Asian stocks and commodities retreated on Tuesday as wary investors took profits from a rally ignited by China's weekend decision to give its currency more flexibility.

European shares were expected to follow Asian and U.S. stock markets into the red, with Britain's FTSE 100 <.FTSE>, Germany's DAX <.GDAXI> and France's CAC-40 <.FCHI> seen opening as much as 1 percent lower.

In addition to concerns about China, financial markets turned cautious ahead of Britain's budget later in the day, which is expected to contain massive spending cuts and tax rises as worries about sovereign debt levels spread throughout Europe.

China's currency reforms initially sparked a global rally in riskier assets on Monday on hopes that a stronger yuan would boost its already formidable purchasing power for imported goods and raw materials, giving the global economic recovery a much-needed shot in the arm.

But that euphoria quickly vanished as investors took a more considered view of the impact the move would have on China's actual near-term demand and grew skeptical about how much Beijing would allow the yuan to rise.

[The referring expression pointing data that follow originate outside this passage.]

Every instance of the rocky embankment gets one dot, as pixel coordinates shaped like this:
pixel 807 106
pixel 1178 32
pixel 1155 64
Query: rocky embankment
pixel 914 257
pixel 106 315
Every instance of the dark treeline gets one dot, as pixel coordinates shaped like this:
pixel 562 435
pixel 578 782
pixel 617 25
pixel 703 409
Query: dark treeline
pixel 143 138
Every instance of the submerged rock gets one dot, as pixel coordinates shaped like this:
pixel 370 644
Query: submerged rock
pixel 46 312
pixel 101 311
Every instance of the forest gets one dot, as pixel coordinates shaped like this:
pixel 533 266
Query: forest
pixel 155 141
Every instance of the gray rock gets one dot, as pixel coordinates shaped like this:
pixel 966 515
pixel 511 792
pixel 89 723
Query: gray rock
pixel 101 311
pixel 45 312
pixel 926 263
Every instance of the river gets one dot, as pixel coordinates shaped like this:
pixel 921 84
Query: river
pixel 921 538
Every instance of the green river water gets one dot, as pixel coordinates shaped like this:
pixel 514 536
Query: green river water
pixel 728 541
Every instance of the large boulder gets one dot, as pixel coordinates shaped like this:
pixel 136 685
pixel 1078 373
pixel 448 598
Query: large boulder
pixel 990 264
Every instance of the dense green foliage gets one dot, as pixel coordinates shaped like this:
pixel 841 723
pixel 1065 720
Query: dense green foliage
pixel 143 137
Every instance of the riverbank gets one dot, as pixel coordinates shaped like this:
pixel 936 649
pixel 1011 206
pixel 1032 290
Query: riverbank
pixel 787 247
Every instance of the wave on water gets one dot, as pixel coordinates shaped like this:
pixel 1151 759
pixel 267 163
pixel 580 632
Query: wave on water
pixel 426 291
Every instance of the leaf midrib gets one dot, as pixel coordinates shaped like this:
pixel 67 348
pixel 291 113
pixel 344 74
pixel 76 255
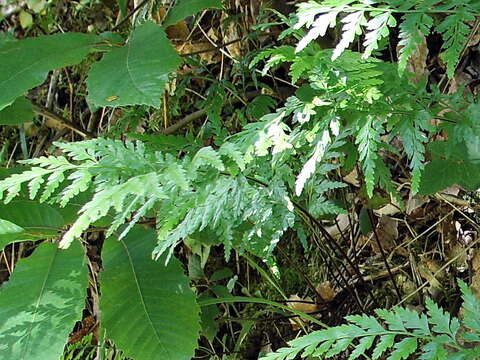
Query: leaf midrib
pixel 144 305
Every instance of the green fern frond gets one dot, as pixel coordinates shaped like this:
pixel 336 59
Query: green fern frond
pixel 455 32
pixel 412 29
pixel 377 29
pixel 367 139
pixel 401 331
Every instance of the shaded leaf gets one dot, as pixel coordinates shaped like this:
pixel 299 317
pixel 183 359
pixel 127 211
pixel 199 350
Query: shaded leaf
pixel 38 221
pixel 17 113
pixel 41 302
pixel 185 8
pixel 148 309
pixel 26 63
pixel 135 73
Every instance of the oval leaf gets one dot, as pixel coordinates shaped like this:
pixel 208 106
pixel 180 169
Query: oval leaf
pixel 148 308
pixel 41 302
pixel 39 221
pixel 26 63
pixel 135 73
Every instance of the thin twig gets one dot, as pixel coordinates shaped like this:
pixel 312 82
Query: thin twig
pixel 129 15
pixel 42 110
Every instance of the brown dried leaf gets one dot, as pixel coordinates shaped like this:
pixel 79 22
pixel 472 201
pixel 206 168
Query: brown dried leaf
pixel 326 291
pixel 297 304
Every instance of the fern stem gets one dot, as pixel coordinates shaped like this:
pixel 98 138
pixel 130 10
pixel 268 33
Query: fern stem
pixel 390 10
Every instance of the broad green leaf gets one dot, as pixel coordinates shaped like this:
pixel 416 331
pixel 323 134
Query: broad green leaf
pixel 17 113
pixel 135 73
pixel 185 8
pixel 39 221
pixel 26 63
pixel 9 232
pixel 41 302
pixel 148 308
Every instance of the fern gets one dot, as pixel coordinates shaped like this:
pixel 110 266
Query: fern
pixel 375 21
pixel 455 31
pixel 412 28
pixel 190 195
pixel 368 139
pixel 399 331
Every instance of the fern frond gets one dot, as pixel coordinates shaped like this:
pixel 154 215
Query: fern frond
pixel 377 29
pixel 367 139
pixel 414 144
pixel 402 331
pixel 413 28
pixel 455 32
pixel 352 27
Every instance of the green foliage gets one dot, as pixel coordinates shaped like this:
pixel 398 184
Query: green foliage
pixel 242 191
pixel 45 292
pixel 400 332
pixel 135 73
pixel 375 20
pixel 185 8
pixel 24 220
pixel 17 113
pixel 26 63
pixel 156 295
pixel 188 195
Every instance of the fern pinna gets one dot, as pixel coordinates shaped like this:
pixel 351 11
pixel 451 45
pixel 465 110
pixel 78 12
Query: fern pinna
pixel 397 334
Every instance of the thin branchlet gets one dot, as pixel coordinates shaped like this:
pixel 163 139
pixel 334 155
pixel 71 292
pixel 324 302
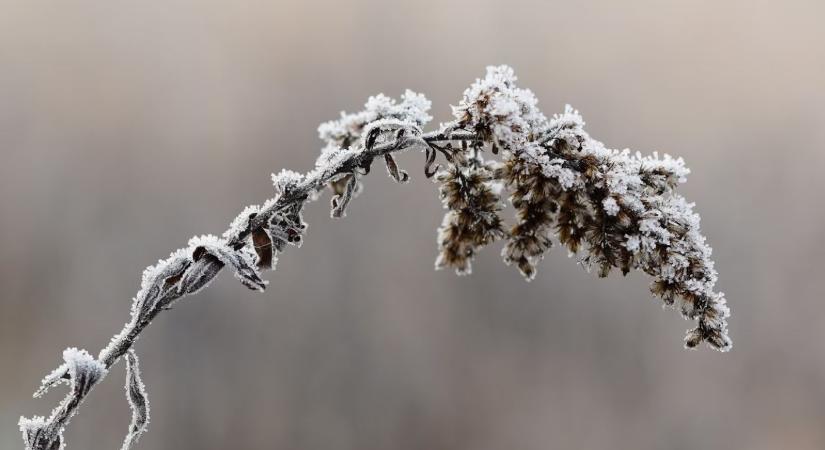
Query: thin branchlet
pixel 615 209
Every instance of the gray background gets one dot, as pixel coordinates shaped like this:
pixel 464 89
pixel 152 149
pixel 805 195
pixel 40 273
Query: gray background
pixel 127 127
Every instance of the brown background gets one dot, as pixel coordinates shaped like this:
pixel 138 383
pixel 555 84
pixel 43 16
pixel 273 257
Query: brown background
pixel 126 127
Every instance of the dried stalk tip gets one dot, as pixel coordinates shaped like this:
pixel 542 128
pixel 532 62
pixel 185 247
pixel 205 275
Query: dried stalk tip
pixel 615 209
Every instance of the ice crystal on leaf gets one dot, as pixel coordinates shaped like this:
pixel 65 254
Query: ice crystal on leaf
pixel 613 208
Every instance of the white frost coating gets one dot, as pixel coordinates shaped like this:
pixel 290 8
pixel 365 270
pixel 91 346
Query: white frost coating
pixel 241 222
pixel 611 208
pixel 286 179
pixel 242 261
pixel 345 131
pixel 513 111
pixel 83 371
pixel 138 400
pixel 636 192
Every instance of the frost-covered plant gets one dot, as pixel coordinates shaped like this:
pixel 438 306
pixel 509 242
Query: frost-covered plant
pixel 613 208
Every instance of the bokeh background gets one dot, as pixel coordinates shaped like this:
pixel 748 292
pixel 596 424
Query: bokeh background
pixel 127 127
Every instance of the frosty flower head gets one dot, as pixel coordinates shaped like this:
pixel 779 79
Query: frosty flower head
pixel 499 111
pixel 613 208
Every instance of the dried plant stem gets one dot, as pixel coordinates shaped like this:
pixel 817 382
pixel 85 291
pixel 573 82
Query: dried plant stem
pixel 208 268
pixel 621 210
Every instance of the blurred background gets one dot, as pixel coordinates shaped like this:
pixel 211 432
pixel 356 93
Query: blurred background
pixel 127 127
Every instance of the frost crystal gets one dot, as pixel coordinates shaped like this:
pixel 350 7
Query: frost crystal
pixel 614 208
pixel 138 400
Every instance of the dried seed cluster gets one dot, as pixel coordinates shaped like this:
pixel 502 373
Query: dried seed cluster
pixel 470 193
pixel 616 209
pixel 613 208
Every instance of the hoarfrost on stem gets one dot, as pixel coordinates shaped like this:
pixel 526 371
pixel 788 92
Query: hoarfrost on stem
pixel 614 208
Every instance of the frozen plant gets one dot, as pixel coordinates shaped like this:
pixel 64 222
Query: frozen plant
pixel 615 209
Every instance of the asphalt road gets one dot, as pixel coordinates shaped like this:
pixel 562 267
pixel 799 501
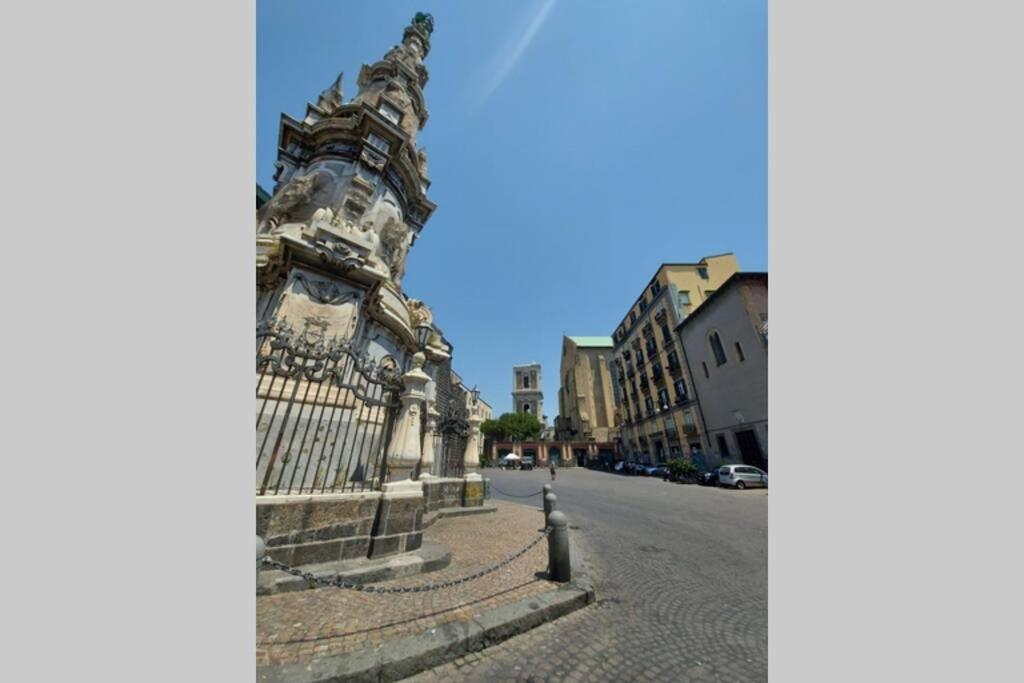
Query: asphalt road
pixel 681 574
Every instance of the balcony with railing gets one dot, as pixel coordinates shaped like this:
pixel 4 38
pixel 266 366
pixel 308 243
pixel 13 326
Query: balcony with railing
pixel 656 374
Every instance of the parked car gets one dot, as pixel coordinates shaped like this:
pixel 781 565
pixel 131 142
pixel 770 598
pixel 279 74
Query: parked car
pixel 741 476
pixel 659 471
pixel 709 478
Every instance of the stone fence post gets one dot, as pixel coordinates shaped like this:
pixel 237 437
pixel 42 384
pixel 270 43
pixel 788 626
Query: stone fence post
pixel 404 450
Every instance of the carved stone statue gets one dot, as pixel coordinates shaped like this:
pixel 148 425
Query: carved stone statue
pixel 332 97
pixel 421 156
pixel 295 195
pixel 394 243
pixel 419 313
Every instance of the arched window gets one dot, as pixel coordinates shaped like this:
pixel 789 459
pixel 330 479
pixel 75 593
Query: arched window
pixel 717 349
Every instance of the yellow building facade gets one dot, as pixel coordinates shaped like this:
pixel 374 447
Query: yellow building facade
pixel 657 412
pixel 586 398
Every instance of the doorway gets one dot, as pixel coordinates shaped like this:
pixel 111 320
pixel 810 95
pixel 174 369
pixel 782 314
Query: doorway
pixel 750 450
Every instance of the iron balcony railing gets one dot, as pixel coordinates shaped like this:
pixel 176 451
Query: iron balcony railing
pixel 324 413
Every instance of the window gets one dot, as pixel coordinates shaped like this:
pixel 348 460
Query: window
pixel 389 112
pixel 716 348
pixel 378 142
pixel 680 387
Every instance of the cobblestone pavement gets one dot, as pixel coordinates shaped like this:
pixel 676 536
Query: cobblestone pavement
pixel 681 574
pixel 324 622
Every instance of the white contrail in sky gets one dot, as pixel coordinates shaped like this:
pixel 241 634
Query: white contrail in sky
pixel 505 61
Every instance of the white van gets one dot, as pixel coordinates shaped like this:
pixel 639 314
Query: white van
pixel 741 476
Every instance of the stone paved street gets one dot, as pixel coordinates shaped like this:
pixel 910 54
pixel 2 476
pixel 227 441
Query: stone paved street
pixel 681 574
pixel 300 626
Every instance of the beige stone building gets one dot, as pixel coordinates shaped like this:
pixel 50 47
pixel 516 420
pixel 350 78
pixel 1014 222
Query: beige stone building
pixel 586 398
pixel 726 345
pixel 526 393
pixel 659 417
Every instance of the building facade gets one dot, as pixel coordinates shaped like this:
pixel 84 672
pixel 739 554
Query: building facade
pixel 359 427
pixel 526 394
pixel 726 346
pixel 586 397
pixel 658 415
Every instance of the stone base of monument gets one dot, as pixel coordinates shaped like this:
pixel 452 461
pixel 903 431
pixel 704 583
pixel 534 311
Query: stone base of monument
pixel 334 527
pixel 429 557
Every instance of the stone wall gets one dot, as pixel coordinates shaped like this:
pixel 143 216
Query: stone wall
pixel 442 494
pixel 307 529
pixel 303 529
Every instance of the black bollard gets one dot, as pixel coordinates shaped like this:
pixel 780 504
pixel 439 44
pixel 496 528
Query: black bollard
pixel 559 565
pixel 550 504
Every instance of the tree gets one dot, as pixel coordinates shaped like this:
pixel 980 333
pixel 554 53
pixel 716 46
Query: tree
pixel 513 426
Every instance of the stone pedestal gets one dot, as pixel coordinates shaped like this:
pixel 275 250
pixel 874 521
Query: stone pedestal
pixel 471 457
pixel 404 452
pixel 472 496
pixel 427 459
pixel 398 526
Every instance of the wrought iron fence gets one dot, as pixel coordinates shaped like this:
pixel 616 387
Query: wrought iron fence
pixel 453 428
pixel 325 413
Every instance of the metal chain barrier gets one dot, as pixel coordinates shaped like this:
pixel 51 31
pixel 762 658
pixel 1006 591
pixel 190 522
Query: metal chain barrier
pixel 494 487
pixel 339 583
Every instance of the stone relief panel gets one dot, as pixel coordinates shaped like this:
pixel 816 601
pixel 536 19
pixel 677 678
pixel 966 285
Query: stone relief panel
pixel 311 296
pixel 297 200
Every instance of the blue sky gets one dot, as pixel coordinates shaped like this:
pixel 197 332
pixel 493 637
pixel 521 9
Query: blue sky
pixel 573 146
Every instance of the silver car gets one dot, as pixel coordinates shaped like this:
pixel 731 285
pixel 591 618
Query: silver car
pixel 741 476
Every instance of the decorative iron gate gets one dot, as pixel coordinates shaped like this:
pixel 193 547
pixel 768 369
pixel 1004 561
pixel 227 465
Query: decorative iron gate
pixel 325 414
pixel 453 428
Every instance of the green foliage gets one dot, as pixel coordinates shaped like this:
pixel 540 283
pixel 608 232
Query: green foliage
pixel 681 467
pixel 513 427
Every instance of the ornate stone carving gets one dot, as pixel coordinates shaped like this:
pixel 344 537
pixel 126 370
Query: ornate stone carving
pixel 419 313
pixel 394 245
pixel 323 291
pixel 269 262
pixel 373 160
pixel 339 255
pixel 421 157
pixel 332 97
pixel 295 195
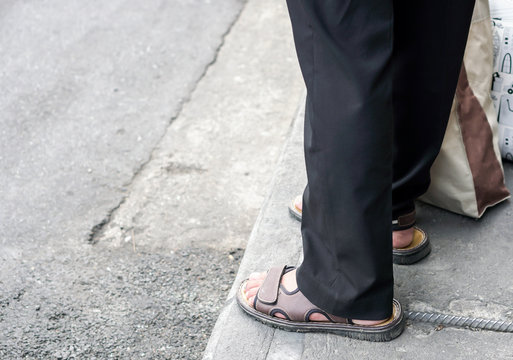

Big Chinese state-owned banks kept the yuan in check on Tuesday, a day after its biggest rise since the currency was revalued in 2005, indicating Beijing will allow the currency to appreciate at a far slower pace than demanded by its critics in the West.

Japan's Nikkei <.N225> slipped 1.2 percent as foreign investors turned sellers after the benchmark powered to a one-month closing high in the previous session.

The MSCI index of Asia Pacific ex-Japan stocks <.MIAPJ0000PUS> fell 1 percent, with losses in technology <.MIAPJIT00PUS> and resources <.MIAPJMT00PUS> sectors providing the main drag. On Monday, the index had bolted 3.2 percent to a five-week high as China allowed the yuan to rise.

I don't believe China is doing this because the world is in fantastic shape and the outlook is exceedingly bright, said Emil Wolter, head of regional strategy at Royal Bank of Scotland.

They are doing it for political reasons, he said referring to a meeting later this week of leaders of the Group of 20 leading industrialized and developing economies in Canada, where global trade imbalances are expected to be a key issue.

Wolter said China's announcement on the yuan was a welcome respite for markets after the worst May in 12 years, which had seen investors take substantial short positions. The size of the gains on Monday may have been amplified as traders scrambled to close out such bets against the market.

Sell in May and go away is an old stock market adage which refers to the seasonal weakness in shares.

Attention will also be focused on whether the U.S. Federal Reserve will reiterate its commitment to keeping interest rates exceptionally low for an extended period at the end of its two-day meeting on Wednesday.


China's central bank set the yuan's daily mid-point at 6.7980 against the dollar on Tuesday, the highest level since the yuan's revaluation in July 2005, signaling it could allow the yuan to rise further.

But the move gave markets only a brief respite from early selling pressure as the spot rate soon fell. The yuan rose to as high as 6.7900 in early trade, up 0.11 percent from Monday, when it jumped nearly 0.5 percent. But by afternoon it had slipped 0.35 percent.

Tuesday's fixing initially reignited demand for riskier currency trades, with the Australian dollar and the euro jumping to the day's high against the dollar. But again the rise was short-lived and by afternoon the euro dipped 0.27 percent to $1.2289.

The Australian dollar rose as high as $0.8834, up from around $0.8765 just before the mid-point was announced. The Australian dollar then dipped and by afternoon it was flat.

Investors are growing more cautious on the view that the magnitude of the yuan's new flexibility may not be as big as the market had earlier hoped, said Lee Sun-yeb, a market analyst at Shinhan Investment Corporation in Seoul.

It seems the market is taking a bit of breather following its recent sharp gains, as it nears the earlier highs. Foreign buying has also halted.

Analysts expect more volatility ahead as markets test how much yuan appreciation Beijing is willing to stomach.

The authorities want to say they are showing a more hands off approach and more flexibility in the markets, but the reality is they are introducing more intraday volatility in the market, said Craig Chan, senior FX strategist at Nomura International.